Hi, I’m Jonas and I develop BitWrk, a peer-to-peer rendering service for Blender.
For BitWrk to be able to dispatch its work to a swarm of computers on the internet, it needs to be good at pushing scene data as efficiently as possible. One strategy it employs is delta compression, i.e. sending only data that doesn’t yet exist on a peer. BitWrk looks for common sequences of bytes using a mechanism called content-based chunking.
One thing I noticed is that this doesn’t work as well as expected, and the reason seems to be Blender’s file format. Loading a .blend file into Blender and saving again would ideally result in an identical file. Surprisingly, the two files differ quite a lot.
Save as barbershop_interior_cpu2.blend (287568012 bytes)
Save again as barbershop_interior_cpu3.blend (again, 287568012 bytes)
The two latter files are mostly identical with some minor differences. The difference to the original file is substantial, though. BitWrk’s content based chunking finds that about a third of the file’s chunks differ. Chunks are, on average, 8192 bytes in size. On BitWrk this leads to a substantial retransmission of data in situation where one wouldn’t suspect it.
A while ago I tried to find out what caused this effect. I noticed that in order to build a graph structure, scene objects in the .blend file reference each other using memory addresses. Apparently, those memory addresses are re-assigned at load time, resulting in a new address for every object in the blend file. A single differing byte is sufficient in order for a chunk of (say) 8000 bytes to be detected as differing.
Do you think there is anything that can be done in order to have more coherency between load->save cycles? Maybe assigning persistent IDs to objects (instead of memory addresses) is feasible? Or any other strategy? Has this topic come up before?
It’s not only BitWrk users who would benefit from a solution, but also people who keep backups of their .blend files or who put them on services like DropBox.
Even between minor versions the file format can undergo quite extensive changes in the form of new datatypes and small changes to existing structs. Therfore opening and resaving a file that has been created by a different Blender version can show up as quite different. I don’t see the current format going to change in that respect any time soon.
Memory addresses are indeed reassigned on load. This is essential since the format is quite close to being a memory dump, albeit somewhat glorified. The format is quite close to being a TLV-form format (Type Length Value). Additionally a .blend file carries the info describing all structures for that version at the end of the file, so that part no doubt differs greatly between different Blender versions.
For your chunking to work properly you could teach it more about the format.
You’re absolutely right in pointing out that there are very valid reasons for a .blend file undergoing major changes, such as when conversion from an older version is necessary. I should have mentioned that I’m not talking about this case.
But even if I open a .blend file I saved right before (and which therefore has the most current file format) and save it again, I observe the large change.

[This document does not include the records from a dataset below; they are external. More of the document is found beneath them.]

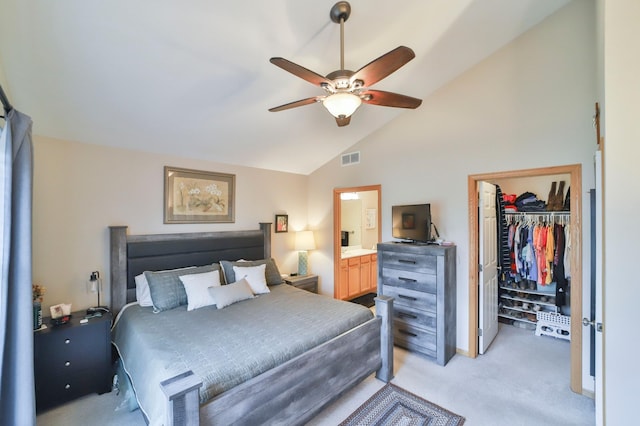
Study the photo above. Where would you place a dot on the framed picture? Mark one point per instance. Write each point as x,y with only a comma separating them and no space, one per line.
196,196
371,219
282,223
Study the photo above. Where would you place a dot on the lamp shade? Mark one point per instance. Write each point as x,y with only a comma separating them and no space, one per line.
342,104
305,241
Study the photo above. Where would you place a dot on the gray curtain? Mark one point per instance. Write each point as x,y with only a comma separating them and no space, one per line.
17,395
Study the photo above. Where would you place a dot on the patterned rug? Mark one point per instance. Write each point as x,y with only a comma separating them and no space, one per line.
392,405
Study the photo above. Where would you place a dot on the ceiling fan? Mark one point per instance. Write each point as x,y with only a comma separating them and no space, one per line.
345,89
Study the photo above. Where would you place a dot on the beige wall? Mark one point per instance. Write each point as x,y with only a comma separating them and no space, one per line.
621,204
529,105
80,189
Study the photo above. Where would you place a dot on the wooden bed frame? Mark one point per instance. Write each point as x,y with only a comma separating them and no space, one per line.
291,393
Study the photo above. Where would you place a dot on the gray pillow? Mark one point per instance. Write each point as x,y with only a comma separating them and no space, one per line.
167,291
271,272
229,294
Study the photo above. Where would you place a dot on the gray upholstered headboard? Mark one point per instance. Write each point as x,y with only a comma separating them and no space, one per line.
133,254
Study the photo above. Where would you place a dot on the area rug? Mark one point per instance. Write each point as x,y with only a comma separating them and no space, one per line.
392,405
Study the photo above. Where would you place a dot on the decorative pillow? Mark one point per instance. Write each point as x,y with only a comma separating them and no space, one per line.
197,288
272,274
143,296
254,276
229,294
167,291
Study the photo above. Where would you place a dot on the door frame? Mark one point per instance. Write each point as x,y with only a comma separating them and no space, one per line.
337,214
575,172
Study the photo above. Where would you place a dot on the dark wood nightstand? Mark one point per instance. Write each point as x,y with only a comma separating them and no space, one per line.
72,360
306,282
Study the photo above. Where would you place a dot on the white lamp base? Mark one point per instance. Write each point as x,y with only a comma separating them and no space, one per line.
303,262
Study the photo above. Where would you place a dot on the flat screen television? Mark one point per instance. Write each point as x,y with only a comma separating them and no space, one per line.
412,222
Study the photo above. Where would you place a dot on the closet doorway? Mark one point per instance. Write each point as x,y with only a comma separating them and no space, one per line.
575,173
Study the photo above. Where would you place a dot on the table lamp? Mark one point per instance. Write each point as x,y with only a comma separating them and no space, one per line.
304,243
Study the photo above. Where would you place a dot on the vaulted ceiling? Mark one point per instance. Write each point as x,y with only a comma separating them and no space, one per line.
192,78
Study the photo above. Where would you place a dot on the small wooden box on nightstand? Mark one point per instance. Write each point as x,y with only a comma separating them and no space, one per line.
305,282
72,360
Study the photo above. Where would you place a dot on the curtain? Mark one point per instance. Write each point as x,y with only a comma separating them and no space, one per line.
17,394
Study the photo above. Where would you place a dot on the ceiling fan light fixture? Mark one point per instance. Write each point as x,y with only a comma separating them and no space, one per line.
342,104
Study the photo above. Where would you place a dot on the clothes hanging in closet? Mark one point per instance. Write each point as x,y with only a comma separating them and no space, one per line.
538,247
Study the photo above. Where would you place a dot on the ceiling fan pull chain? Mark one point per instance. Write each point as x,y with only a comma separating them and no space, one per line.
341,43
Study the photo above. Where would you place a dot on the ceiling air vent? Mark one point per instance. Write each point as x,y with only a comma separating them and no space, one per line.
351,158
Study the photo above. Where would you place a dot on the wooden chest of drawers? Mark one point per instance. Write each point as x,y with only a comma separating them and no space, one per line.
72,360
422,280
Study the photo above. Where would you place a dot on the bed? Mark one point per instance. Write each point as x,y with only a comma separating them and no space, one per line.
296,382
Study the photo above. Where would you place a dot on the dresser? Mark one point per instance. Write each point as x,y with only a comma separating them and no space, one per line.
422,280
72,360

Back when I analyzed this issue, Kaitai didn’t have good support for .blend and I wrote my own small utility blendinfo.py (GitHub). I used Jeroen’s format description for reference.
I also found the format quite elegant and really wouldn’t propose any change to it. But I thought maybe it is worth discussing changing the way those pointers are treated. Instead of reassigning them on every load, they could be kept as persistent IDs to be reused the next time a .blend file is saved.
This would mean a small increase of memory use, as every struct would have to carry its own ID. Instead of containing memory addresses, references in the file would contain IDs. There are lots of details to discuss, but the file format could remain completely compatible both ways.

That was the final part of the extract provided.